In the last twenty years, Italian producers – both large and small – have been tramping the fields and hills of their zones seeking out native vinesand in this way rediscovering lost pieces of their viticultural heritage. Using modern technology, winemakers are now able to fully express the potential of these grapes. The results of their dedicated research are arriving in wine shops around the world, and offer wine lovers a luscious range of flavors and fragrances unavailable from any other country. When you taste a wine from an Italian variety, I want you to close your eyes, inhale deeply and really think about its fragrance before you take your first mouthful. What are the connections it brings to mind? Perhaps mature Garganega reminds you of ripe pears, or maybe the scent of Alpine flowers emerges from a glass of Nebbiolo-based Carema.

Then take a generous amount of wine in your mouth and swish it around, letting it reach every taste bud. Allow yourself to discover the flavours of these original wines: that tangy burst of blueberries in Nero d’Avola, the touch of elder flower which defines a well-made Verdicchio, and the enticing sweetly bitter flavour of the pulp near the cherry stone of young Sangiovese.
What follows is a brief survey of 3 of Veneto’s most popular indigenous grape varieties.

This is the grape variety that forms the backbone of the Veneto region’s best known reds: Bardolino, Valpolicella and Amarone. These wines vary in style from charming zesty rosès, through medium-bodied reds to the rich, powerful Amarones, made from semi-dried grapes. Corvina-based wines all have a fresh, delicate bitter-cherry note in their perfumes.

Garganega is believed to be of Greek origin. While found in isolated pockets throughout Italy, it produces its most memorable results in the Veneto provinces of Vicenza, Padua and Verona.

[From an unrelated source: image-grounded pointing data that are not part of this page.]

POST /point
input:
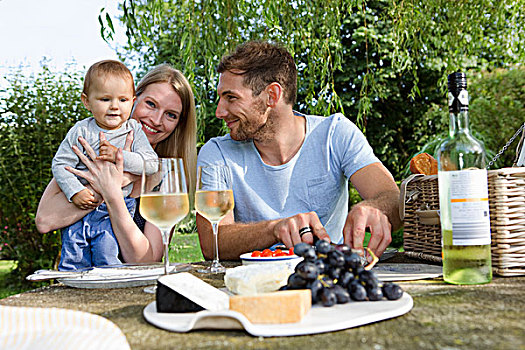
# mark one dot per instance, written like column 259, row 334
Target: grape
column 352, row 261
column 323, row 247
column 368, row 278
column 328, row 297
column 307, row 270
column 374, row 293
column 392, row 291
column 357, row 291
column 305, row 250
column 336, row 275
column 327, row 281
column 315, row 287
column 343, row 248
column 321, row 266
column 296, row 282
column 345, row 278
column 341, row 294
column 336, row 259
column 334, row 272
column 358, row 270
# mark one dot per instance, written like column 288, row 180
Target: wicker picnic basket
column 419, row 207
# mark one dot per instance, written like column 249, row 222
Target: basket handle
column 428, row 217
column 403, row 194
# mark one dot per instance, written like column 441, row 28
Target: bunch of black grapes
column 335, row 274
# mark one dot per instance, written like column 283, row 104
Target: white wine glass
column 214, row 200
column 164, row 197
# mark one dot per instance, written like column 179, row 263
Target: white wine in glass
column 164, row 197
column 214, row 200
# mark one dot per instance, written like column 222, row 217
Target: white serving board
column 318, row 320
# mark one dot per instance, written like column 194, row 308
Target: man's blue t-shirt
column 315, row 179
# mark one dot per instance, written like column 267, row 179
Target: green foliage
column 382, row 63
column 193, row 35
column 497, row 109
column 34, row 118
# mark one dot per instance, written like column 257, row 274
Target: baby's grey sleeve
column 140, row 150
column 69, row 183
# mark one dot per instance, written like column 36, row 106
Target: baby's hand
column 84, row 199
column 107, row 151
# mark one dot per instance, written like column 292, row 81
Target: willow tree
column 353, row 56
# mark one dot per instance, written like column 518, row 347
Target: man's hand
column 84, row 199
column 287, row 229
column 361, row 217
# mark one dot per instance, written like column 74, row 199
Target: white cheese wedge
column 286, row 306
column 183, row 292
column 255, row 279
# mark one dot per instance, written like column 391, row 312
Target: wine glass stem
column 215, row 226
column 165, row 241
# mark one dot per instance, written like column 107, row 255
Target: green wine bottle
column 463, row 195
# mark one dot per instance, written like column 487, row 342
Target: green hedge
column 36, row 112
column 35, row 115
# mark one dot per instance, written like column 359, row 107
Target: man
column 291, row 171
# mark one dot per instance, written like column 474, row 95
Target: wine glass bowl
column 213, row 201
column 164, row 197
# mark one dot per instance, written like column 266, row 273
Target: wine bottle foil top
column 457, row 92
column 457, row 81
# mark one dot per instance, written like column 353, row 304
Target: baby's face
column 110, row 100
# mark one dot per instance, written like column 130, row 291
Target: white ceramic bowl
column 290, row 260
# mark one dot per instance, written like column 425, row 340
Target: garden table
column 443, row 317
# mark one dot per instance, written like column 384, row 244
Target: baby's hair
column 104, row 69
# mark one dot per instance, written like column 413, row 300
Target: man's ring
column 304, row 230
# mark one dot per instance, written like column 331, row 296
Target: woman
column 165, row 107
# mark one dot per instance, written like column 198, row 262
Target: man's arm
column 238, row 238
column 378, row 211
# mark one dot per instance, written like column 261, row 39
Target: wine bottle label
column 469, row 205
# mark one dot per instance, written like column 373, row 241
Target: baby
column 109, row 93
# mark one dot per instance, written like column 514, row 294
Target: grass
column 6, row 289
column 185, row 248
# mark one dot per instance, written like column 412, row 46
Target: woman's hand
column 105, row 177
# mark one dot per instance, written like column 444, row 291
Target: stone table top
column 444, row 316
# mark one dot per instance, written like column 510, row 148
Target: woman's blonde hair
column 182, row 142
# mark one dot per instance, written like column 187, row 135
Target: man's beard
column 255, row 128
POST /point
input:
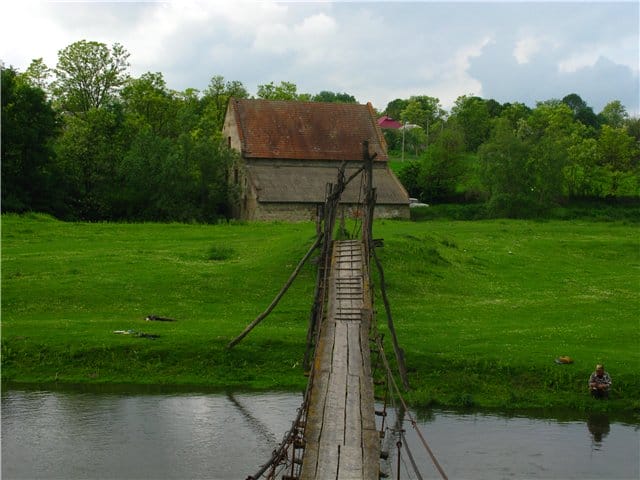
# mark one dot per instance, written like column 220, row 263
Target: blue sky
column 376, row 51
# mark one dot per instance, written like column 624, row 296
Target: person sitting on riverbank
column 599, row 383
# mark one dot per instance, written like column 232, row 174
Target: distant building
column 388, row 122
column 289, row 151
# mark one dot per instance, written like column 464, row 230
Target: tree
column 617, row 149
column 283, row 91
column 88, row 75
column 582, row 112
column 89, row 152
column 441, row 166
column 471, row 114
column 29, row 126
column 38, row 74
column 215, row 100
column 505, row 172
column 147, row 101
column 614, row 114
column 549, row 131
column 395, row 107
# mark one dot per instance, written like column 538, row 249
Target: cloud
column 376, row 51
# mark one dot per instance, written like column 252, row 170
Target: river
column 66, row 434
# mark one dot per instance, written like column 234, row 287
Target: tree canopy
column 85, row 140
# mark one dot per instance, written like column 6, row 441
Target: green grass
column 482, row 308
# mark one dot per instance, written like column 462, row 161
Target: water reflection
column 221, row 436
column 599, row 427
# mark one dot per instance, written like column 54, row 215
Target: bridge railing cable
column 414, row 424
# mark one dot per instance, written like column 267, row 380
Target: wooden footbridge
column 334, row 435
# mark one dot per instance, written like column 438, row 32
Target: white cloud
column 376, row 51
column 525, row 48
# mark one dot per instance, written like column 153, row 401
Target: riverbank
column 482, row 308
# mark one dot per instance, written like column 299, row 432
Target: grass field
column 482, row 308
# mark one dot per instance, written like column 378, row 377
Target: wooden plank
column 341, row 435
column 353, row 420
column 350, row 462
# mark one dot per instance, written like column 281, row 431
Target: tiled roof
column 388, row 122
column 306, row 130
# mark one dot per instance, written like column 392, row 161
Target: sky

When grown in optimum sites, when yields are kept low and when the grapes are allowed to fully ripen, this variety is capable of producing whites with delicate flavors of pear, pineapple and apricot which become fuller and more luscious as the wines matures. It is the major (sometimes sole) component in Soave.

GLERA (the Grape formerly known as Prosecco)
Is there such a thing as too much success? You might ask the producers in the Conegliano-Valdobbiadene zone in the Veneto. For years they made a nice sparkling wine that they named after the grape Prosecco. Then came the boom! Prosecco was everywhere and with increased demand came widespread planting in zones far removed from the original Prosecco production area. Prosecco-mania has reached the point where, in Italy, the word prosecco has become a common synonym for generic sparkling wine, with people offering a “prosecchino” in bars, restaurants and even private homes. This has created a certain amount of chaos among the original Prosecco producers, whose vineyards are found in a small area in northern Veneto and Friuli. In order to protect the reputation of their wine producers in the original production areas decided to re-name the variety. The grape formerly known as Prosecco is now being called Glera, which has long been its name in local dialect. Since 2009 the DOC and DOCG production zones in the Veneto and Friuli have been known as the Prosecco zone.